The Starry Messenger - Review
Updated: Sep 28, 2019
The Starry Messenger is about an astrology teacher in his 50s who is bored with his life and aspires to be an astrologist. He gets the chance to apply for what is essentially an entry level position on an exciting project that he wants to be involved in but not sure he can afford to take the associated pay cut. During the play he meets a single mother and starts an affair with her.
When you see a play advertised with a starry cast you head in with high expectations as we did heading into The Starry Messenger, but it fell short. But in the spirit of positivity I’ll start with the good things. The acting was generally good. The two female leads in particular were excellent. Elizabeth McGovern plays the slightly irritating nagging wife in a departure from her Downton character. Unfortunately her part is thinly drawn but she does well with the material available. Rosalind Eleazar plays Angela, the single mother training to be a nurse tying to provide a better life for her and her child. She plays the role with sensitivity and vulnerability and you want more time to be given learning her story.
The set is well done. There are four rooms people are in and three of these are on a revolve in the centre of the stage, which would make scene changes simple (yet the director makes these changes lethargic).

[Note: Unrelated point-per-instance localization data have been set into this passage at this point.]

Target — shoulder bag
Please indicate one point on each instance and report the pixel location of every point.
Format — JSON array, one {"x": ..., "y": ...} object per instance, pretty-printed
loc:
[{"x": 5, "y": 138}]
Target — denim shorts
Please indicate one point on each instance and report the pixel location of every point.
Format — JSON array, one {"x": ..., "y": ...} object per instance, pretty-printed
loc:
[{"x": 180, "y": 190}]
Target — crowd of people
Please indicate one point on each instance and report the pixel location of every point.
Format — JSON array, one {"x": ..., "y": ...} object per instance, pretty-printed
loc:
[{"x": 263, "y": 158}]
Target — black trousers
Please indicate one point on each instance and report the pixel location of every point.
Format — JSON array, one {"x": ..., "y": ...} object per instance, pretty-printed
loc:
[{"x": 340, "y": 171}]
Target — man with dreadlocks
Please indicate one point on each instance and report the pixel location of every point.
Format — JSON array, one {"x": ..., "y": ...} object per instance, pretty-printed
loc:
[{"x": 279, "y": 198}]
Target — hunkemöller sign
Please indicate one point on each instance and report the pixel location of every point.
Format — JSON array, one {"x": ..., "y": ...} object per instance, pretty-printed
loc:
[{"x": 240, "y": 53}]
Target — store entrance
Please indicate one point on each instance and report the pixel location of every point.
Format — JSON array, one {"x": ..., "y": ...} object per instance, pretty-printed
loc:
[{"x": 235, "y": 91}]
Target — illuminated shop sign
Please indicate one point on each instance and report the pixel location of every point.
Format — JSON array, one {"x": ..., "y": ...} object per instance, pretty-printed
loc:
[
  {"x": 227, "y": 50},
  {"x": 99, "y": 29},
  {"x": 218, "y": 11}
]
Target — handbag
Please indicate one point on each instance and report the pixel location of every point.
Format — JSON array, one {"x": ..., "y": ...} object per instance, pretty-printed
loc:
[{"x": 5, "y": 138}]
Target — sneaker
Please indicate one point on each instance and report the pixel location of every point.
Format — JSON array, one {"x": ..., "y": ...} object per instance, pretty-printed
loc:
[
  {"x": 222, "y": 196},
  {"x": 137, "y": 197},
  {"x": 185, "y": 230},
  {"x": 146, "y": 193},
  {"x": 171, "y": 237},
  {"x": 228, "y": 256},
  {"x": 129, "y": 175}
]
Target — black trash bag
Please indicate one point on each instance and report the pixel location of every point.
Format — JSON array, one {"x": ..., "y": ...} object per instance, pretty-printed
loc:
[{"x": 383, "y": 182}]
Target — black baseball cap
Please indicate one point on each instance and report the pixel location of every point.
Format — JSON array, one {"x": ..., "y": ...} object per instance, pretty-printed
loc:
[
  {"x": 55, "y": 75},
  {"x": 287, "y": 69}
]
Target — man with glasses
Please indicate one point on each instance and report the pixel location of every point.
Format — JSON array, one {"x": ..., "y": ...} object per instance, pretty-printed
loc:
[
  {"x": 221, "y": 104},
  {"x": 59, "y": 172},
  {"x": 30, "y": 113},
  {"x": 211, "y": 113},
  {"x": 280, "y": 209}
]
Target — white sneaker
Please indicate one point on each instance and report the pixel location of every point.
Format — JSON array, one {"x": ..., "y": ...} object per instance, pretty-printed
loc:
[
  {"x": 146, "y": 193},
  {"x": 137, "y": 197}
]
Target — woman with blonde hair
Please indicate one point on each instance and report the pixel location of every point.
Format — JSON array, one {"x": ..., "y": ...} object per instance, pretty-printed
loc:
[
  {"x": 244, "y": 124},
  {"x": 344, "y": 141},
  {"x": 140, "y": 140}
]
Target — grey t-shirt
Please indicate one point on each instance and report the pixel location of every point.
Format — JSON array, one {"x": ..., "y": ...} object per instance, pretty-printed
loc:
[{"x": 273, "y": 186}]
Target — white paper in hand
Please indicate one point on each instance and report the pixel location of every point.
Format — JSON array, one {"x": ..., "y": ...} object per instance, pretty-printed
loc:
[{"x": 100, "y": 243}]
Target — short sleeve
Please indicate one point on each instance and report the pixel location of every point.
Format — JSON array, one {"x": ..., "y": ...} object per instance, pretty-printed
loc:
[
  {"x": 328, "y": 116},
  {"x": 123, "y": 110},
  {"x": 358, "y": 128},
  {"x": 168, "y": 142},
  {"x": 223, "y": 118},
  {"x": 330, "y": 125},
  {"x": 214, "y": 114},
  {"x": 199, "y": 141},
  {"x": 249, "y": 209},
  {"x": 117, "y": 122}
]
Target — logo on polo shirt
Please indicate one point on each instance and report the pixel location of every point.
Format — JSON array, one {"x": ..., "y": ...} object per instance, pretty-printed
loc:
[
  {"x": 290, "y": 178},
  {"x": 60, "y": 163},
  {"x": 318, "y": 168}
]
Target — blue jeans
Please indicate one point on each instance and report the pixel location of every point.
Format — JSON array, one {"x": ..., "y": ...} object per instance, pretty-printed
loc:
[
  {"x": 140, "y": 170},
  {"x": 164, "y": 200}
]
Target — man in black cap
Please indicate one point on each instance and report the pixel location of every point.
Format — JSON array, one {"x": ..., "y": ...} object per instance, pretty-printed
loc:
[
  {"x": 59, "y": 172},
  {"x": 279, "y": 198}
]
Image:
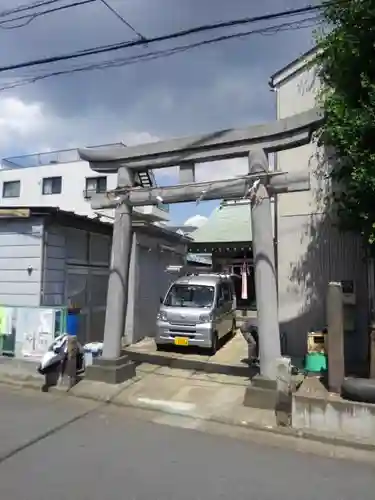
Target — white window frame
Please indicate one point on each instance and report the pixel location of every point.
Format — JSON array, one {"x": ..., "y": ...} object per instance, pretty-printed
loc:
[
  {"x": 49, "y": 181},
  {"x": 7, "y": 184}
]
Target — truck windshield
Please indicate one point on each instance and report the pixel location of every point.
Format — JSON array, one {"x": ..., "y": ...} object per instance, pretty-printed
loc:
[{"x": 190, "y": 296}]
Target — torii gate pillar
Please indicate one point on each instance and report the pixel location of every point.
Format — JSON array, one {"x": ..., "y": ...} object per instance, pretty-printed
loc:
[{"x": 265, "y": 271}]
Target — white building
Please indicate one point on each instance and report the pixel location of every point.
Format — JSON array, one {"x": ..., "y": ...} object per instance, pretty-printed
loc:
[
  {"x": 61, "y": 179},
  {"x": 55, "y": 250},
  {"x": 311, "y": 251}
]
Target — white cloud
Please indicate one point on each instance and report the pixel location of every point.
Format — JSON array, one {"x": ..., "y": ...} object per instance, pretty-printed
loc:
[{"x": 29, "y": 127}]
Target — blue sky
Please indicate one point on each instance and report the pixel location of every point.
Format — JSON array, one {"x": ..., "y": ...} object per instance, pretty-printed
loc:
[{"x": 224, "y": 85}]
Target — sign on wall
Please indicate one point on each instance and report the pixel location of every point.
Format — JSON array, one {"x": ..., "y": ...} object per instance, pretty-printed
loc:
[{"x": 36, "y": 330}]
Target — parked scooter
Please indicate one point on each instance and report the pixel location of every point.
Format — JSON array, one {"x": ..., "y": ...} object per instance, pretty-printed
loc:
[{"x": 55, "y": 359}]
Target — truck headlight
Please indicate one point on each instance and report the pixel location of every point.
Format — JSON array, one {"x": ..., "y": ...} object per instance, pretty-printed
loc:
[{"x": 205, "y": 318}]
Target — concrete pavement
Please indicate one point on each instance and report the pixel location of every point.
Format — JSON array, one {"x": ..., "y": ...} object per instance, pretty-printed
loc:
[
  {"x": 92, "y": 451},
  {"x": 202, "y": 397}
]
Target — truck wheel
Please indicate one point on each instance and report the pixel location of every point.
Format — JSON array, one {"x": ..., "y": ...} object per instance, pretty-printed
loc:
[{"x": 361, "y": 390}]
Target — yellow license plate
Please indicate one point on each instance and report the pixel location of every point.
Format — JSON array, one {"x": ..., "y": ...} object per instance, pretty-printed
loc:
[{"x": 181, "y": 341}]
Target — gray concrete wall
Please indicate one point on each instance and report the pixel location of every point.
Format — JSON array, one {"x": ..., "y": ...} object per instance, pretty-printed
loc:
[
  {"x": 20, "y": 247},
  {"x": 334, "y": 416}
]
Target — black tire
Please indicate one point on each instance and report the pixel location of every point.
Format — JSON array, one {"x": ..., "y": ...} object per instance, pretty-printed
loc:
[
  {"x": 214, "y": 344},
  {"x": 361, "y": 390}
]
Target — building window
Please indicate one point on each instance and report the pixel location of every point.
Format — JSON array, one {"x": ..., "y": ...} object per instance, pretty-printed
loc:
[
  {"x": 52, "y": 185},
  {"x": 12, "y": 189},
  {"x": 95, "y": 185}
]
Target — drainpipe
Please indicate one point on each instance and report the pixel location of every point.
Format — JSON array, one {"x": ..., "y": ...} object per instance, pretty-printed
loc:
[{"x": 276, "y": 202}]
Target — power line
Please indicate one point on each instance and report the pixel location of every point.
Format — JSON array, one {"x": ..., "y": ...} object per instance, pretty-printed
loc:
[
  {"x": 29, "y": 6},
  {"x": 32, "y": 16},
  {"x": 149, "y": 56},
  {"x": 122, "y": 19},
  {"x": 167, "y": 37}
]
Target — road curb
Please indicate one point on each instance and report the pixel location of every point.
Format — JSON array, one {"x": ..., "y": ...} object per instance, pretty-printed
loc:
[{"x": 34, "y": 384}]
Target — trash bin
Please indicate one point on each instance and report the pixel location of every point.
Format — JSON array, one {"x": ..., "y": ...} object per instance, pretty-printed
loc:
[
  {"x": 92, "y": 350},
  {"x": 316, "y": 362}
]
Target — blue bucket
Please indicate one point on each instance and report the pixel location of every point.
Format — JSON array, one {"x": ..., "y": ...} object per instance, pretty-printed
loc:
[{"x": 72, "y": 323}]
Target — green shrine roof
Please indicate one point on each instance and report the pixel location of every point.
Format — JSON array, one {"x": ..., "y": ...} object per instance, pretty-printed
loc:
[{"x": 227, "y": 223}]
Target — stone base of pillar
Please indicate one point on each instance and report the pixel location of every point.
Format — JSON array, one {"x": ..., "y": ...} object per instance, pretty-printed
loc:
[
  {"x": 261, "y": 393},
  {"x": 111, "y": 371}
]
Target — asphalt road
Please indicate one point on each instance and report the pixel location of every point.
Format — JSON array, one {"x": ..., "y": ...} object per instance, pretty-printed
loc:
[{"x": 57, "y": 448}]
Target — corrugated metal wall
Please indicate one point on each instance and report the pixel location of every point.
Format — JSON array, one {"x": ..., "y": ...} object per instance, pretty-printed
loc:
[
  {"x": 76, "y": 269},
  {"x": 20, "y": 261}
]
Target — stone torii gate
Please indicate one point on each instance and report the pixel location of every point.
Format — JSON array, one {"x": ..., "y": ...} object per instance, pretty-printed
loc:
[{"x": 255, "y": 142}]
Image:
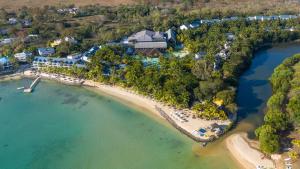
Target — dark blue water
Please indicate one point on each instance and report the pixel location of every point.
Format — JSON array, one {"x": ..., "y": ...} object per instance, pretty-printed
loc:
[{"x": 254, "y": 88}]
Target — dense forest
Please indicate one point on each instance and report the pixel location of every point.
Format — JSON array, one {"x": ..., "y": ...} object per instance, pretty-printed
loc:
[{"x": 282, "y": 118}]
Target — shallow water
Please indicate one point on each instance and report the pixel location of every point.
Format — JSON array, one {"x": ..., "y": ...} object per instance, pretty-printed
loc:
[{"x": 63, "y": 127}]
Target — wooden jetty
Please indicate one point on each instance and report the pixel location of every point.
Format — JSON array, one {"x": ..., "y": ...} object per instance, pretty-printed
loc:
[{"x": 32, "y": 86}]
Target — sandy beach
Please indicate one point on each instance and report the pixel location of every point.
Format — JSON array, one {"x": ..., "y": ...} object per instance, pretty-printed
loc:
[
  {"x": 248, "y": 157},
  {"x": 189, "y": 127}
]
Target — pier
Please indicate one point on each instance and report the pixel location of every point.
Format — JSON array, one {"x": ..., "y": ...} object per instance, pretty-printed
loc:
[{"x": 32, "y": 86}]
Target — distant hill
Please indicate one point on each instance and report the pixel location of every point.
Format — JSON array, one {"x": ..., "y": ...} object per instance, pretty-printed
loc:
[
  {"x": 15, "y": 4},
  {"x": 244, "y": 6}
]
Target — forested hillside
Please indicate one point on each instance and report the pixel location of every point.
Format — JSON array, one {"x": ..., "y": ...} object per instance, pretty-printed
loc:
[{"x": 282, "y": 119}]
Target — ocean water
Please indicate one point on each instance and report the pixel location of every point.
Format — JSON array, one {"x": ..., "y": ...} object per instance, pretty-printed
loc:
[{"x": 64, "y": 127}]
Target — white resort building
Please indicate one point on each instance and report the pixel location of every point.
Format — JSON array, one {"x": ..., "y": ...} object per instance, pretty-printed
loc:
[
  {"x": 22, "y": 57},
  {"x": 40, "y": 62}
]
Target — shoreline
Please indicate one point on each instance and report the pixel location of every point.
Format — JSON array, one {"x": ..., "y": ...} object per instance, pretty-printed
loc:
[{"x": 189, "y": 127}]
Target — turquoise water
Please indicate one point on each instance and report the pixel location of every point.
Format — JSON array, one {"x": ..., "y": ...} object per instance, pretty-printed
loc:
[{"x": 63, "y": 127}]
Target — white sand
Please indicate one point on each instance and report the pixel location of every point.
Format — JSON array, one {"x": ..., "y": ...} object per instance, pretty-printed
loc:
[
  {"x": 247, "y": 156},
  {"x": 148, "y": 104}
]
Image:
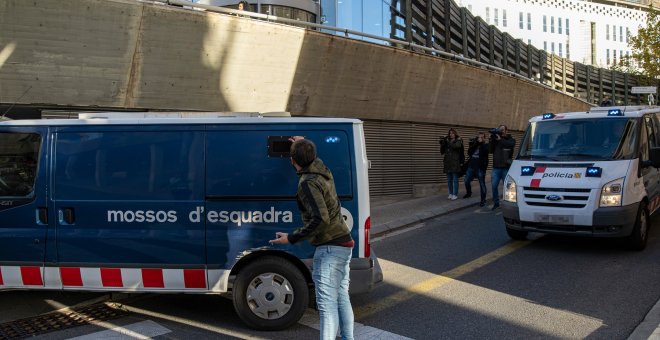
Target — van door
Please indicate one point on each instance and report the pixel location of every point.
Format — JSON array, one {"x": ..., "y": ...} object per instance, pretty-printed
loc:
[
  {"x": 23, "y": 205},
  {"x": 124, "y": 197},
  {"x": 650, "y": 174}
]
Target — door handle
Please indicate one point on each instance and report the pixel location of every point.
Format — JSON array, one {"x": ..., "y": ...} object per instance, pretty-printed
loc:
[
  {"x": 42, "y": 215},
  {"x": 67, "y": 216}
]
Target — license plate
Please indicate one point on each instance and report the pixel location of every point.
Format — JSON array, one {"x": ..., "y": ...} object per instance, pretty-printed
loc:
[{"x": 555, "y": 219}]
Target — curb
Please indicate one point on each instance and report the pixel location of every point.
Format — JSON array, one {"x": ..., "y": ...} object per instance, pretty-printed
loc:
[{"x": 650, "y": 326}]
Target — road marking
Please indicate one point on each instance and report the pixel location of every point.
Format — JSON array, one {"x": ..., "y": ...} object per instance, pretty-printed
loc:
[
  {"x": 141, "y": 330},
  {"x": 437, "y": 281},
  {"x": 360, "y": 331}
]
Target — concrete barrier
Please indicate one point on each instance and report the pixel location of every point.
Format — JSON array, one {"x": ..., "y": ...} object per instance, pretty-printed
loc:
[{"x": 129, "y": 54}]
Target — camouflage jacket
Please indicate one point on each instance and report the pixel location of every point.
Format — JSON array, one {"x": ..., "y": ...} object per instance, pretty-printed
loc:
[{"x": 320, "y": 208}]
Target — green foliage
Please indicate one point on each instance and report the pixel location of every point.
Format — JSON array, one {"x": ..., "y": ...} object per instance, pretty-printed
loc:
[{"x": 645, "y": 48}]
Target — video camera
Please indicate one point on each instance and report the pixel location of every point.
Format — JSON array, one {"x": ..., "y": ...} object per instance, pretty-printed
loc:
[{"x": 494, "y": 132}]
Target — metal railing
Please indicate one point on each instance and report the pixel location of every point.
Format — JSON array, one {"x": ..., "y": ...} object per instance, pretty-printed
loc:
[{"x": 394, "y": 43}]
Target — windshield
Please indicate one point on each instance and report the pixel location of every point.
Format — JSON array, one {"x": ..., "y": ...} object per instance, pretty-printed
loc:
[
  {"x": 19, "y": 153},
  {"x": 580, "y": 139}
]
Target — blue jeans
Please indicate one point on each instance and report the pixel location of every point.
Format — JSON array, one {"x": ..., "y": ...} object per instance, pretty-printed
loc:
[
  {"x": 331, "y": 277},
  {"x": 481, "y": 176},
  {"x": 498, "y": 174},
  {"x": 452, "y": 183}
]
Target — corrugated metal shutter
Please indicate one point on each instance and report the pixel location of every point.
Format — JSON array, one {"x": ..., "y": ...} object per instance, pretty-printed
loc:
[{"x": 404, "y": 154}]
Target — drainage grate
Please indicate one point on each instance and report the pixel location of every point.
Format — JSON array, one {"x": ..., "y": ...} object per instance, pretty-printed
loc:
[{"x": 29, "y": 327}]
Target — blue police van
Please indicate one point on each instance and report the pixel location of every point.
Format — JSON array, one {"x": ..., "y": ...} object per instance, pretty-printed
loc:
[{"x": 174, "y": 202}]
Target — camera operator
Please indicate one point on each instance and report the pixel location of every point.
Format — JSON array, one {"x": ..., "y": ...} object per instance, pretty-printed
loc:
[
  {"x": 501, "y": 146},
  {"x": 452, "y": 147},
  {"x": 477, "y": 165}
]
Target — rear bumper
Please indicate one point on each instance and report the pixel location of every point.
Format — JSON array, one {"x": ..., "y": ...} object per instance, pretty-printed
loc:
[
  {"x": 365, "y": 274},
  {"x": 607, "y": 222}
]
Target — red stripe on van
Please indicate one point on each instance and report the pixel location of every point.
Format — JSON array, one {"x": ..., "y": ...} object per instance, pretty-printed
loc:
[
  {"x": 31, "y": 276},
  {"x": 152, "y": 278},
  {"x": 111, "y": 277},
  {"x": 194, "y": 278},
  {"x": 71, "y": 277}
]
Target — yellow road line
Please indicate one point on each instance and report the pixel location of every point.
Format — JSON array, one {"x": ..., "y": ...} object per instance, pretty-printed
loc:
[{"x": 436, "y": 281}]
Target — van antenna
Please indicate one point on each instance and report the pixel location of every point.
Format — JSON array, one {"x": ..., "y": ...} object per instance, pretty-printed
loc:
[{"x": 19, "y": 98}]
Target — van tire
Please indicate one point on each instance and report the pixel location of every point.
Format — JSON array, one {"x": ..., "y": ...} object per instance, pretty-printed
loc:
[
  {"x": 516, "y": 234},
  {"x": 261, "y": 284},
  {"x": 640, "y": 234}
]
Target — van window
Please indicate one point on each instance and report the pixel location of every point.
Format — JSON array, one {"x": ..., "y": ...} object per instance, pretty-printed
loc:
[
  {"x": 580, "y": 139},
  {"x": 240, "y": 163},
  {"x": 19, "y": 155},
  {"x": 129, "y": 165}
]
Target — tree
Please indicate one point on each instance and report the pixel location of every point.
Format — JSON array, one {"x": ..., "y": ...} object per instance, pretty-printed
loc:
[{"x": 645, "y": 47}]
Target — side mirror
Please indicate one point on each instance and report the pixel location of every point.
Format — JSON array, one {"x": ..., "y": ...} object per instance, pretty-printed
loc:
[{"x": 655, "y": 157}]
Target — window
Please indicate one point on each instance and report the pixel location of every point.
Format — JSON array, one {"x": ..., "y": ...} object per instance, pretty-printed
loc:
[
  {"x": 607, "y": 32},
  {"x": 162, "y": 165},
  {"x": 552, "y": 24},
  {"x": 19, "y": 155}
]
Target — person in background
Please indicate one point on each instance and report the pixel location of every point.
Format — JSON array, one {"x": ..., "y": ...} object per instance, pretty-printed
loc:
[
  {"x": 477, "y": 166},
  {"x": 324, "y": 228},
  {"x": 451, "y": 147},
  {"x": 501, "y": 146}
]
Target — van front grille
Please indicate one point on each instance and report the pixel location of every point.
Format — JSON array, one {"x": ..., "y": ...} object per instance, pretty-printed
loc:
[{"x": 569, "y": 198}]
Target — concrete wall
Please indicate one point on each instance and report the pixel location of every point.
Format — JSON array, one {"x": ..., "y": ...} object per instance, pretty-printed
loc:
[{"x": 129, "y": 54}]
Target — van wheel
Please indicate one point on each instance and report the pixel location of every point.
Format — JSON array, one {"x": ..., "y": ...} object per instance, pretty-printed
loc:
[
  {"x": 640, "y": 234},
  {"x": 516, "y": 234},
  {"x": 270, "y": 294}
]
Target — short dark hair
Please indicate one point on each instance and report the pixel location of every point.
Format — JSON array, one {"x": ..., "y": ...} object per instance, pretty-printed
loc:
[{"x": 303, "y": 152}]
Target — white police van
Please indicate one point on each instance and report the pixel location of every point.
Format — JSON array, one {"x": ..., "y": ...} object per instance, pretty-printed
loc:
[
  {"x": 174, "y": 202},
  {"x": 586, "y": 173}
]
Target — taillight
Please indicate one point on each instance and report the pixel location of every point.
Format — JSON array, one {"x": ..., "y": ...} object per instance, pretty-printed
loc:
[{"x": 367, "y": 245}]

Unfortunately the play was let down by Matthew Broderick as the lead. The character is bored but that does not mean he has to be the most boring monotone character you can imagine. He managed to make the character devoid of any charisma. There a couple of times where there are flashes of potentially uncovering the character but they don’t last long. This make the affair he has unbelievable as there is no chemistry between the characters so the relationship seems like a bored couple rather than a passionate affair they can’t control. Part of this is the script. He kisses her randomly with no build up (honestly I expected her to slap him) and without any passion or desire.
Then there’s the subplot. I didn’t mention it in the synopsis because frankly I’m not sure why it’s there. Maybe they had an idea and couldn’t be bothered to make it a full play so added it to this one. The play moves very slowly and these scenes are just filler that suspend the plot you’re trying to focus on.
Finally the direction. As I said the play moves slowly and the main character is made to play the whole time in monotone. They make the scene changes take much longer than you’d anticipate (thankfully there aren’t many). With a long indulgent script you’d want to keep the pace going yet even the curtain call took too long to start.
It’s not terrible but it could be a lot better and we left disappointed and there are better ways to spend an evening out. This show gets 2 Laura Michelle-Kelly’s.